The small reduction for state government contrasts with the private sector, where companies are lopping off chunks of employees’ pay and sending many to the unemployment line. Overall, wage and salary income, which includes both public and private sector jobs, is on pace to decline by 4.3 percent in Ohio for 2009, according to the U.S. Bureau of Economic Analysis.[...]
Last year’s payroll decrease followed a disappointing 2.5 percent increase in workers’ pay from 2007 to 2008. The payroll jumped that year despite Strickland’s repeated calls on state agencies and elected officials to limit personnel spending.
The 2009 payroll figure, which the state released last month, was $3.24 billion, down from $3.29 billion in 2008.
As he travels around the state this year in his re-election campaign, Strickland surely will tout his success in downsizing the state government. He can also bring up the 5,000 jobs the state has shed since he took office in 2007.

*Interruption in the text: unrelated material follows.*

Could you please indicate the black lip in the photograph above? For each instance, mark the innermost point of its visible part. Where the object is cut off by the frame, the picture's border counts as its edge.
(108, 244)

But those cuts were offset by the agencies that increased their payroll last year.[...]
The Office of Budget and Management topped the list with more than a 50 percent increase, from an $8.5 million payroll in 2008 to a $13.3 million payroll last year.[...]
Another state agency with a higher payroll last year was the State Employment Relations Board. Its payroll jumped from $2.1 million to $2.9 million.
And public sector employees are often better paid their their private sector counterparts, especially when considering the extra benefits and generous pension plans that our state can’t afford and is already burning through billions of dollars in Federal loans that cannot be paid back.
If Ohio is going to improve its business climate, it would take a Gov. John Kasich who must be ready on day one to clean house, much like Gov. Christie in New Jersey. John sounds like the man for the job, which is why so many state and local government busybodies are already screaming bloody murder about his fiscally responsible proposals.